To show that \(2 + \sqrt{5}\) is an irrational number, we can use a proof by contradiction. Let's assume the opposite: that \(2 + \sqrt{5}\) is a rational number.

Definition of Rational Numbers

A rational number can be expressed as the fraction of two integers, where the denominator is not zero. So, we can write:

2 + √5 = a/b

where \(a\) and \(b\) are integers and \(b \neq 0\).

Isolating the Square Root

Next, we can rearrange this equation to isolate \(\sqrt{5}\):

√5 = (a/b) - 2

Now, we can express \(2\) as a fraction:

√5 = (a - 2b)/b

Analyzing the Expression

The right side of the equation, \((a - 2b)/b\), is a fraction of two integers, which means it is rational.

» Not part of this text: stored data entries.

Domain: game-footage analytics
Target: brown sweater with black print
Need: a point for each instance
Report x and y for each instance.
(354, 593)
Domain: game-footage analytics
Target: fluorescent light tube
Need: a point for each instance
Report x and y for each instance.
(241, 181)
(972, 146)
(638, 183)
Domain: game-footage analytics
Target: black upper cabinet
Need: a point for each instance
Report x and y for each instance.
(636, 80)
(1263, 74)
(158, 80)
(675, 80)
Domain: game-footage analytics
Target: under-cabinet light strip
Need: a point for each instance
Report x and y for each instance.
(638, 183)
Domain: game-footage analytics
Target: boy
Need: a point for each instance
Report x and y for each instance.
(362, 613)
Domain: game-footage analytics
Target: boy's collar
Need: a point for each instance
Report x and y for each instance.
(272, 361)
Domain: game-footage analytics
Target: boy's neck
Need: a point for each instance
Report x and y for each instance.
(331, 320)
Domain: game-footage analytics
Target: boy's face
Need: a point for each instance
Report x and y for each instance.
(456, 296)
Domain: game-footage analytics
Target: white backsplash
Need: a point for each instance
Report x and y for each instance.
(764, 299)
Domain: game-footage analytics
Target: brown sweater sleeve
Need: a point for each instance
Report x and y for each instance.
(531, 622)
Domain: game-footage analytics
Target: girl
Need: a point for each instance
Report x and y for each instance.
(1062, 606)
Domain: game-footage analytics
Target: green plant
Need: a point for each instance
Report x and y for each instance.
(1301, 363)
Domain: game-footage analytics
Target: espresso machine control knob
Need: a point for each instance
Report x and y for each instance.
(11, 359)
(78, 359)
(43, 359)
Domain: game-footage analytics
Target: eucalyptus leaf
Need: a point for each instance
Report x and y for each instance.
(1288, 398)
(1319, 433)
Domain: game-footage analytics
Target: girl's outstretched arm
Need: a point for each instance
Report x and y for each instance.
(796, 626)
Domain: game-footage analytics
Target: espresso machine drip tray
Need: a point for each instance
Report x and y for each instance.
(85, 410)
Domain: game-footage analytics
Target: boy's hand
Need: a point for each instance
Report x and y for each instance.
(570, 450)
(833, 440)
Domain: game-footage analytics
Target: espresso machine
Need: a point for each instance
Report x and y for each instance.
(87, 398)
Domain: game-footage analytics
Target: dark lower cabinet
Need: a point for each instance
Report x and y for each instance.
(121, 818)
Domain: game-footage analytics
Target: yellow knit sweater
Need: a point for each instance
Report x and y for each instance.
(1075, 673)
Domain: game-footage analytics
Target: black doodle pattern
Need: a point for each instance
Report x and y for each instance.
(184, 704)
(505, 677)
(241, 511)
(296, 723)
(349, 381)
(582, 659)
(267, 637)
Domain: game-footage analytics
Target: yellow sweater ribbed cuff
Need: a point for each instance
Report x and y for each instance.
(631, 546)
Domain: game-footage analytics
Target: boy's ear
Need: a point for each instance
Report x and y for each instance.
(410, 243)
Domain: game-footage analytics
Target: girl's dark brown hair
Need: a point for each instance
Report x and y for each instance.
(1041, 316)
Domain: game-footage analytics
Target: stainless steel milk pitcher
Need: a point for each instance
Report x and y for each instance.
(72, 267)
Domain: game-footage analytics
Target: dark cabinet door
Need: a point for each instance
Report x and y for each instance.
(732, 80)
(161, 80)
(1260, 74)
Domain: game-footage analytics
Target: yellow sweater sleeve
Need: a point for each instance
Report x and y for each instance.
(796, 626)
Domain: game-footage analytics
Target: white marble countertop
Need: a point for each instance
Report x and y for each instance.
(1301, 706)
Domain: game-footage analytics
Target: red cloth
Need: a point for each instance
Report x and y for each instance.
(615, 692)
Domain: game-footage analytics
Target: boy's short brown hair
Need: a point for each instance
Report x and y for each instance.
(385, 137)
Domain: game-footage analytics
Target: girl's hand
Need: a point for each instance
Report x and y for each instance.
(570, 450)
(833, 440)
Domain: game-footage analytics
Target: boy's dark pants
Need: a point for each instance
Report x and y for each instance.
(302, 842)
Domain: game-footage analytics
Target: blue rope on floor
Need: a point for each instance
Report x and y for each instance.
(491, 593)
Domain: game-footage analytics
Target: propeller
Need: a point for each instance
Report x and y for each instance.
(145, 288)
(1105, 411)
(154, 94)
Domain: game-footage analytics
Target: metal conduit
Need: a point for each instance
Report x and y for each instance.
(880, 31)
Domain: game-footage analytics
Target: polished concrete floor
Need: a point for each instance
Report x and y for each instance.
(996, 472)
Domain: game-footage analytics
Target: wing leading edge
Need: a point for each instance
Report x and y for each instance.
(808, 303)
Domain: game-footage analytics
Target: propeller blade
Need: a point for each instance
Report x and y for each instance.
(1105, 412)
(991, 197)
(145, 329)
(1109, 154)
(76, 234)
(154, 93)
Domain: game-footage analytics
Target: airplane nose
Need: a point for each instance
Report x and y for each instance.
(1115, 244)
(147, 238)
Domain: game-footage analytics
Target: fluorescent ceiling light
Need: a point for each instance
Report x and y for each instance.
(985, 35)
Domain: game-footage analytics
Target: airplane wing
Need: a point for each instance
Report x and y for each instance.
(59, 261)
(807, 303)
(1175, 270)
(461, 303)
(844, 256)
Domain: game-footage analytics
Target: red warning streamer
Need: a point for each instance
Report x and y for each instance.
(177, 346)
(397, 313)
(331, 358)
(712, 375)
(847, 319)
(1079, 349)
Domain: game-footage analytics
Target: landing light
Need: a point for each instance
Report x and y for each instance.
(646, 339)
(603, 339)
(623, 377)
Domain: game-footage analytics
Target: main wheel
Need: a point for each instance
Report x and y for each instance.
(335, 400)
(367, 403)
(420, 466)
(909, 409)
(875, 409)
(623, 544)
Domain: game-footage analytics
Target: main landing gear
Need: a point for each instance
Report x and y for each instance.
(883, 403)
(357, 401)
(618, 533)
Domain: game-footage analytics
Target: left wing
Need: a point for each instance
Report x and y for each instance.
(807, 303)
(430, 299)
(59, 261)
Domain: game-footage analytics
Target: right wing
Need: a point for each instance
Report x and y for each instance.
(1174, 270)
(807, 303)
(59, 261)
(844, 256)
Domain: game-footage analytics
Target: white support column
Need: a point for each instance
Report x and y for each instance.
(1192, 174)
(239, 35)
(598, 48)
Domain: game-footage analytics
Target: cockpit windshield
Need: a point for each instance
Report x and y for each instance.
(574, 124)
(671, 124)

Therefore, we have:

√5 is rational.

Contradiction with Known Facts

However, it is a well-established fact that \(\sqrt{5}\) is an irrational number. This creates a contradiction because we cannot have both \(\sqrt{5}\) being rational and irrational at the same time.

Final Thoughts

Since our initial assumption that \(2 + \sqrt{5}\) is rational leads to a contradiction, we conclude that:

2 + √5 is indeed an irrational number.